Il est rappelé que l’exécution provisoire est de droit : la S.A.S. SARP Méditerranée qui la conteste n’explique pas en quoi la nature de l’affaire ou la prise en compte des “parties qui s’y opposent”, est de nature à écarter l’exécution provisoire du présent jugement.
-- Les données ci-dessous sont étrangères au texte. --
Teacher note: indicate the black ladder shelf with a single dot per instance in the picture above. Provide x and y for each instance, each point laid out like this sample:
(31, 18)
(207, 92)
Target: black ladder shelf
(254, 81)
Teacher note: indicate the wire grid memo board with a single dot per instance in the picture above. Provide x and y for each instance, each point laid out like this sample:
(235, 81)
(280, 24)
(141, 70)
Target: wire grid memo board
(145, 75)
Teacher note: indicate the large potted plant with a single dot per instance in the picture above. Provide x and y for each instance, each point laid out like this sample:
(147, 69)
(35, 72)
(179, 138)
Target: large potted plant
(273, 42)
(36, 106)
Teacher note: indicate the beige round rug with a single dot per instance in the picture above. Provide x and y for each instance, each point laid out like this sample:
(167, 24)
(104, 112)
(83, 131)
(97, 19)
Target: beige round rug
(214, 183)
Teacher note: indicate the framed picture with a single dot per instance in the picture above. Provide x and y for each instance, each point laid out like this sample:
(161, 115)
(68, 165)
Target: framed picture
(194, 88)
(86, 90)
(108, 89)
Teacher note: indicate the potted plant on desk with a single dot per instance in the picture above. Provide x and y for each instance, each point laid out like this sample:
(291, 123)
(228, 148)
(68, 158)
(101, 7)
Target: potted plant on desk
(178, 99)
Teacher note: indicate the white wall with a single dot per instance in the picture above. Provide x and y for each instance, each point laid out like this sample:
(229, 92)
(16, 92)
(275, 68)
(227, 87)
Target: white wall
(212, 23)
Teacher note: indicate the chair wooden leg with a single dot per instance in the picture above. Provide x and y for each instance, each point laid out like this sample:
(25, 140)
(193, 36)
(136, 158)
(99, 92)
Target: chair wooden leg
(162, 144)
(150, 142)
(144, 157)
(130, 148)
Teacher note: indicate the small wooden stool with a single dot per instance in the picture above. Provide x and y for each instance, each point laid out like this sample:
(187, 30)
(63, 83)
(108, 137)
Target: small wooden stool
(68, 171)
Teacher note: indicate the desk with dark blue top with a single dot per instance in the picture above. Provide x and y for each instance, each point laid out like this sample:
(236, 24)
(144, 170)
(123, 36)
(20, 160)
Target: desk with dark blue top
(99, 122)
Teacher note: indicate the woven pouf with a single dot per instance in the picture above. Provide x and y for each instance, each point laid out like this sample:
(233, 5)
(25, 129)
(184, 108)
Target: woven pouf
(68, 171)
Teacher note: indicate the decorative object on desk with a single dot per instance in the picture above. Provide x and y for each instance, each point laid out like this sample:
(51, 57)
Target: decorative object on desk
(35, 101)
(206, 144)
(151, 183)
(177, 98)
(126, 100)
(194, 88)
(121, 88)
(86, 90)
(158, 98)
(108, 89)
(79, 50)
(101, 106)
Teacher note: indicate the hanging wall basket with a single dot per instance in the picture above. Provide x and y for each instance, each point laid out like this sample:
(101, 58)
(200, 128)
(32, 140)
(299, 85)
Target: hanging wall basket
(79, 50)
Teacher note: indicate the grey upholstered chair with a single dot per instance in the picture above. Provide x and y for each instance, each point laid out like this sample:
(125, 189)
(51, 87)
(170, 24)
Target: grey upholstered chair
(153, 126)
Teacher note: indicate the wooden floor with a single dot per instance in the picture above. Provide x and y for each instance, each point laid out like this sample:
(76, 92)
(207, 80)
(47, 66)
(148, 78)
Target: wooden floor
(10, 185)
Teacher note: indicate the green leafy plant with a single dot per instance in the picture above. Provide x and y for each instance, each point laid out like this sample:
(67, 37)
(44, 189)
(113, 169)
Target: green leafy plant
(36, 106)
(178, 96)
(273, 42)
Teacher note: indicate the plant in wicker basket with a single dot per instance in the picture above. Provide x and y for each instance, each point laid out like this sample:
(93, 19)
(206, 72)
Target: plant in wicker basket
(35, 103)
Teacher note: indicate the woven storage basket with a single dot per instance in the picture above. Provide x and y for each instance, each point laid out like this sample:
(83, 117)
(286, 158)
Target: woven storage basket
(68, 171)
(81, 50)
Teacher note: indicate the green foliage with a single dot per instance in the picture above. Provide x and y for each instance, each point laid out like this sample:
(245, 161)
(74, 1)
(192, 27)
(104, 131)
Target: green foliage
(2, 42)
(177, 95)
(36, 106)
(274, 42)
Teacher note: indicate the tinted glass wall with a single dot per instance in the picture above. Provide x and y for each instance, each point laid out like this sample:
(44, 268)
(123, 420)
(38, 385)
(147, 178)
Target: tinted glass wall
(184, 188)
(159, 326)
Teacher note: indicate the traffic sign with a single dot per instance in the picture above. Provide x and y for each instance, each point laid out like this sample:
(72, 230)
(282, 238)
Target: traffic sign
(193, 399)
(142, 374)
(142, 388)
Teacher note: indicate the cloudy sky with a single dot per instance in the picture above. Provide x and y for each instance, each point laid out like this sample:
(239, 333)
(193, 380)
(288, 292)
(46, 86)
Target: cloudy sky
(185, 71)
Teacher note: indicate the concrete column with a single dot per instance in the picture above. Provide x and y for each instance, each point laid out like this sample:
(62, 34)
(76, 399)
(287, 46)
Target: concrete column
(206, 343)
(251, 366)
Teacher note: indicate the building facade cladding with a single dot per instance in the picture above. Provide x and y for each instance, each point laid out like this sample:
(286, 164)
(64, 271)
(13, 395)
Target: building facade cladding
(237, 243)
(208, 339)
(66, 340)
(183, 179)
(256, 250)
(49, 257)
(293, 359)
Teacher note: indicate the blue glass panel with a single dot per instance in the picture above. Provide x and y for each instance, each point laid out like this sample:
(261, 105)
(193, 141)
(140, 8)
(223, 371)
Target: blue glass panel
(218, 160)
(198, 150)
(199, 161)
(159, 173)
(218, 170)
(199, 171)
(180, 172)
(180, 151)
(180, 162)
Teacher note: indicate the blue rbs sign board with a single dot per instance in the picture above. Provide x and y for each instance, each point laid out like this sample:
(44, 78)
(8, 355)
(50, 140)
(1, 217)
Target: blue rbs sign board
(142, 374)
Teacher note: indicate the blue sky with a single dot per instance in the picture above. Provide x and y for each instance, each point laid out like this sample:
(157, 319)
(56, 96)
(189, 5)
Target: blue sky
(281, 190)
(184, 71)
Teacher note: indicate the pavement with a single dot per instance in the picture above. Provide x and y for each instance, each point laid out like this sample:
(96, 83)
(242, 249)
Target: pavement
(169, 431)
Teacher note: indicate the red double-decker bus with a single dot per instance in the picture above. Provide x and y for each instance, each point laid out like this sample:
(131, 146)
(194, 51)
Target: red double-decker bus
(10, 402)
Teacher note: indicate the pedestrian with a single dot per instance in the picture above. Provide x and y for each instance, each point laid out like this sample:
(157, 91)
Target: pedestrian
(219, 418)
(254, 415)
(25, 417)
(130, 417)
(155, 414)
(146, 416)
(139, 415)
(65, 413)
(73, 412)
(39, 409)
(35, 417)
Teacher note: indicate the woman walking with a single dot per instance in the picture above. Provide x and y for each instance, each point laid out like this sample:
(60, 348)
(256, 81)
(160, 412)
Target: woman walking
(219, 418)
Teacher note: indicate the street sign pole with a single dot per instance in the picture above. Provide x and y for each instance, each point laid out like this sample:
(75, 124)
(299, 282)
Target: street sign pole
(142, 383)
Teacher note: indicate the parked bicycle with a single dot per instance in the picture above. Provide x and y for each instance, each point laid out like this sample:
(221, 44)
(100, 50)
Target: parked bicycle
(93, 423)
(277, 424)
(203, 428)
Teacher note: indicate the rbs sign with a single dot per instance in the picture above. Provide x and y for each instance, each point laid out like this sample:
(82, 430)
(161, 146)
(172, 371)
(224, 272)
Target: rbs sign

L’exécution provisoire doit être ordonnée, à concurrence des deux tiers des indemnités allouées et en totalité en ce qui concerne les frais irrépétibles et les dépens.
PAR CES MOTIFS
Le tribunal statuant publiquement, contradictoirement en premier ressort, par mise à disposition du jugement au greffe, les parties ayant été préalablement avisées dans les conditions prévues au deuxième alinéa de l’article 450 du code de procédure civile,
DÉCLARE la S.A.S. SARP Méditerranée entièrement responsable du préjudice subi par Mme [I] [D],
CONSTATE l’accord entre les parties, la S.A.S. SARP Méditerranée et Mme [I] [D], sur les montants des indemnités suivantes : 1210 euros en réparation du déficit fonctionnel temporaire, 6000 euros en réparation des souffrances endurées, 5000 euros en réparation du préjudice esthétique,
CONDAMNE la S.A.S. SARP Méditerranée à payer à Mme [I] [D] la somme de 36 479, 97 euros, à titre de réparation de son préjudice corporel, en deniers ou quittances valables,
CONDAMNE la S.A.S. SARP Méditerranée à payer à la CPAM de l’Hérault la somme de 8 659, 13 euros assortie des intérêts de droit à compter de l’acte introductif d’instance jusqu’à la date du 12 novembre 2024,
ALLOUE à la CPAM de l’Hérault la somme de 1 114 euros au titre de son indemnité forfaitaire,
CONDAMNE la S.A.S. SARP Méditerranée aux entiers dépens de l’instance qui comprendront les frais d’expertise judiciaire et ceux afférents à la procédure de référé,
CONDAMNE la S.A.S. SARP Méditerranée à payer à Mme [I] [D] la somme de 1500 euros au titre de l’article 700 du code de procédure civile,
ALLOUE à la CPAM de l’Hérault la somme de 1500 euros au titre de l’article 700 du code de procédure civile,
DÉBOUTE les parties de leurs plus amples demandes,
ORDONNE l’exécution provisoire du présent jugement, à concurrence des deux tiers des indemnités allouées et en totalité en ce qui concerne les frais irrépétibles et les dépens,
Ainsi jugé et mis à disposition au greffe civil le 12 novembre 2024.